Season 3 picks up a decade after we last saw the Party Down catering crew, and tireless boss Ron (Ken Marino) is still running the business with a fresh set of young caterers. The old team has mostly moved onto bigger and better things — except for Martin Starr’s “hard sci-fi” writer Roman, who’s older now but no less bitter — and a party in the premiere serves as an affectionate but awkward reunion for the former coworkers. After a series of unfortunate calamities, though, a few of them are forced to put the pink bow ties back on and pass around appetizers again. (The story has to jump through a bunch of hoops in order to get them back on the job, but we don’t really mind as long as they’re back.)
Party Down‘s unforgiving brand of Hollywood satire is as finely honed as ever, including lots of meta nods to the very idea of reboots and revivals. (Comic book movies take a serious beating here, too, so Marvel fanboys, avert your eyes.) But it’s all a bit sadder and less funny this time around. There’s a distinct strain of melancholy running throughout Season 3, now that the team’s once vibrant showbiz dreams have been snuffed out by the harsh realities of middle age. The extra years seem to weigh heavily on each character, and as a result, the laughs are harder to come by.

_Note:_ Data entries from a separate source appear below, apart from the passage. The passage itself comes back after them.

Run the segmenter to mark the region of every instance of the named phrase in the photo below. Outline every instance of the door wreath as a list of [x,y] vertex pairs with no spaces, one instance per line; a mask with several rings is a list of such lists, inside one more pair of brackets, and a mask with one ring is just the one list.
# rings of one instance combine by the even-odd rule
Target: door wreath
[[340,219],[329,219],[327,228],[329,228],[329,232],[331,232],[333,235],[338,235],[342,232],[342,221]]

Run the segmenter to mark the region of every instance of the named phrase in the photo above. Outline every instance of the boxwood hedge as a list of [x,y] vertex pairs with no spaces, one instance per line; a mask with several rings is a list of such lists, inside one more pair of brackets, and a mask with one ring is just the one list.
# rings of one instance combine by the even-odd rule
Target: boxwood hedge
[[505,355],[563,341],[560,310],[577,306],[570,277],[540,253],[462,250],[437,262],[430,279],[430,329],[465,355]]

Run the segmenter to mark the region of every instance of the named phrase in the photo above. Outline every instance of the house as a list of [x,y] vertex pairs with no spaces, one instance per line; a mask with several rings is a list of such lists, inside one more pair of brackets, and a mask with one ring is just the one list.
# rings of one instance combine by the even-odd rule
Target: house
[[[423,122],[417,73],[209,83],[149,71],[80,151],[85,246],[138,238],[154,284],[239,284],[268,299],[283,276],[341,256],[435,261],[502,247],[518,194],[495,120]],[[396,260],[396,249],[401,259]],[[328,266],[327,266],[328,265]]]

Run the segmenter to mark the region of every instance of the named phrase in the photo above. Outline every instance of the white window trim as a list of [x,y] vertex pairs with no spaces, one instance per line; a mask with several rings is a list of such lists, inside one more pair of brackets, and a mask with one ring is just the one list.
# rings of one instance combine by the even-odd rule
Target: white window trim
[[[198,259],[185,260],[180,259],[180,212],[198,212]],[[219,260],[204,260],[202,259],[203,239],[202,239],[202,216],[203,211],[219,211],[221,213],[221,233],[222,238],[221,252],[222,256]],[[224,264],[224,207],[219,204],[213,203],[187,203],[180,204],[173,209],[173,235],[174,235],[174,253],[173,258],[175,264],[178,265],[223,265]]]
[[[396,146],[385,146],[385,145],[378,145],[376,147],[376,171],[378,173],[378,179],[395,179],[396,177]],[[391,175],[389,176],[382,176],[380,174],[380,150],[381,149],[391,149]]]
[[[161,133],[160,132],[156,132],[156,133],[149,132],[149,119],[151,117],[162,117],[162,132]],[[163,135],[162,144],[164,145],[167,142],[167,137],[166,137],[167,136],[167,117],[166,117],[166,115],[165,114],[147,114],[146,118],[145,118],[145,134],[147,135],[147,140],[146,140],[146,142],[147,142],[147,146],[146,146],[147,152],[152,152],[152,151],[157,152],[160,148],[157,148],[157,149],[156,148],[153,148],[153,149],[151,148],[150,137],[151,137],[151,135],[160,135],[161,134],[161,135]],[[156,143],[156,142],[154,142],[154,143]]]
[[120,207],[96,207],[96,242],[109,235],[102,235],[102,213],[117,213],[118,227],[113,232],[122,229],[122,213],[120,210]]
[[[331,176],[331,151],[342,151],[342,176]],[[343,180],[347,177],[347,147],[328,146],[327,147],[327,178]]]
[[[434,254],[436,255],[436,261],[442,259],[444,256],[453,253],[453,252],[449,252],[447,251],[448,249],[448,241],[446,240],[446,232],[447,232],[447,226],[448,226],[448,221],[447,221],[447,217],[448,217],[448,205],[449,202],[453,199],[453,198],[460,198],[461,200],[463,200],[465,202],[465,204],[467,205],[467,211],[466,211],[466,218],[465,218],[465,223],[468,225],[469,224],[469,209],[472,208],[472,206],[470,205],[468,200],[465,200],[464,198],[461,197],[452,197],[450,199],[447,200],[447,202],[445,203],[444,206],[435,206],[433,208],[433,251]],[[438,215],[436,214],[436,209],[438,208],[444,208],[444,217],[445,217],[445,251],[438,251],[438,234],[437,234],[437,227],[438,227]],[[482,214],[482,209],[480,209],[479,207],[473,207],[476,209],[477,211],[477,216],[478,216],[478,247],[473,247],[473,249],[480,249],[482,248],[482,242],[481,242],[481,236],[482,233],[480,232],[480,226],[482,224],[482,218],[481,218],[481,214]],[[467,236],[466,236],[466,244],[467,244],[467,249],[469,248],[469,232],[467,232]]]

To their credit, the returning cast members slip right back into their old roles, with Adam Scott employing his usual deadpan world-weariness as Henry and Ryan Hansen in fine, dumb form as Kyle. We also get star cameos from the likes of Jennifer Garner, Quinta Brunson and James Marsden, but the new caterers — Tyrel Jackson Williams as an aspiring influencer and Zoe Chao as an avant-garde chef — don’t quite have the same sparkle as the originals. Season 3 does give us a chance, though, to appreciate Marino, who is truly an unsung gem as Ron: utterly clueless, hopelessly hopeful and achingly pathetic. If this season serves as nothing more than a showcase for Marino’s inspired buffoonery, it’d still be well worth it.
There is one major piece missing here, and that’s Lizzy Caplan, who played snarky comedian Casey during the show’s original run. Casey’s absence makes sense, story-wise — and Caplan was so terrific in Fleishman Is in Trouble, we can forgive her for skipping the revival — but the lack of Henry and Casey’s hipster-Jim-and-Pam workplace romance leaves an emotional void that the revival can’t adequately fill. (Henry does get a surprising new love interest, I should note.) We also don’t get much of Jane Lynch as Constance and Megan Mullally as Lydia; in one episode, Lynch only appears via Zoom, so the reunion isn’t quite as robust as you might have hoped. Still, I’m happy to stick around for the rest of this party, even if it’s noticeably dwindling down a bit.
THE TVLINE BOTTOM LINE: Starz’s Party Down revival isn’t quite as fun as the original run, but it still has a great cast and plenty of satirical bite.